Chief Pete Milkmemory stood up. He was as old as the sisters and wore beaded slippers and a red, white and black headdress. In one hand he held a tapered wooden peg, and in the other a small pelt.

“Yes,” he said. “We only have one creation site. Only one. It’s like your Garden of Eden.” He looked out of the hall window to the north. “Once it is destroyed by a mine, it’s gone. The site of the proposed mine is the place where all life was created.”

“But you’ve applied for a permit to build a four-star resort casino!” called the Wildlife rep.

The Chief turned slowly around. “I can’t remember the first time I rode a horse,” he said. His wide eyes stared ahead and his voice grew firmer as he continued. “We made a circle when the grass is brown. I will not talk here about the circle, but there were thousands of horses. We know the old ways will be forgotten. The wild horses are dangerous to people . . . We will not leave. If we go away we will always come back.” He shuffled into the aisle and held up the peg and the skin. Above his eyes, white discs with red centres revolved, dangling black beads trembled.

The band rose en masse and chairs clattered and the men and women began a rhythmical hymn, and the boards shook with their stamping.

Tom tapped the mike. “There are just too many uncertainties for me,” he said. “This vote is about the right to determine what happens in our community.”

I helped Tom and Harry stack the plastic chairs. Locals gathered out in the parking lot dust as buses carried the union members away.

images/img-104-2.jpg

I dreamed my wall was falling, the house full of water, and I was watching Danny from the glass room lose his footing and tumble into the dark thick loamy flood and Abi, all pale limbs, was swimming to rescue him, trying to haul him toward the house, and I jumped out of the window, down into the water, and he floated up in my arms, his face bony, his left eye shrunken shut, his right looking into my eyes, and there was no sign of the girl.

The future is an abstraction — like waiting in the dark to tell a story when there’s no one there, or writing in the dark, the words only legible when the light comes, a candle or the sun-up — and the past never began.
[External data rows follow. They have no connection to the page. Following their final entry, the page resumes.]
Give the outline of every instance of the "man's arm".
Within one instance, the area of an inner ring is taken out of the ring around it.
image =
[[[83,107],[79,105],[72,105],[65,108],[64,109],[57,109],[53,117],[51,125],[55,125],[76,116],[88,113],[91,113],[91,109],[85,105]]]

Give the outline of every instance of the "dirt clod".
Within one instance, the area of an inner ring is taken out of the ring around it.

I tried to speak, to articulate something profound, at our last emergency meeting. It had been discovered that Wildlife might be planning to relocate the town, lock, stock and barrel, and Emma had sent out a shrill email, but only a few people showed up. Present were Apocat and Kata, Harry and Gee, Tom and Lucy with their new baby girl, all their daughters, even Abi. Had there been a family reconciliation? The ethnologists sailed in late with a handful of others. I knew there were ghosts among us and that they would have the most to say if we were quiet enough to make out the words. I said something like, “If we could just get perspective we could put it all together. But we never quite manage perspective, do we? We are always acting out of what we do not know.” Emma was looking at me with compassion and pity. I saw the way Abi gazed at the young ethnologist. I had expected blame and hatred, but found only sorrow. Even Kata and Apocat were cowed. We call for forgiveness and hang up. We send unsigned confessions. We drive past in trucks, tanks, sportscars, speedboats, bicycles, semi-trailers, and shout apologies that are lost in the wind. We run as long as we can. We die arms open, only children leaping a rift from one country to another. We cut ourselves off from the mothering past in order to advance, but lose touch with the ground. The dark warm land behind us sticks to our spines as our heads swivel mid-leap. Eventually it will be death because the sky’s claim is too powerful. But for now we must fly or fall.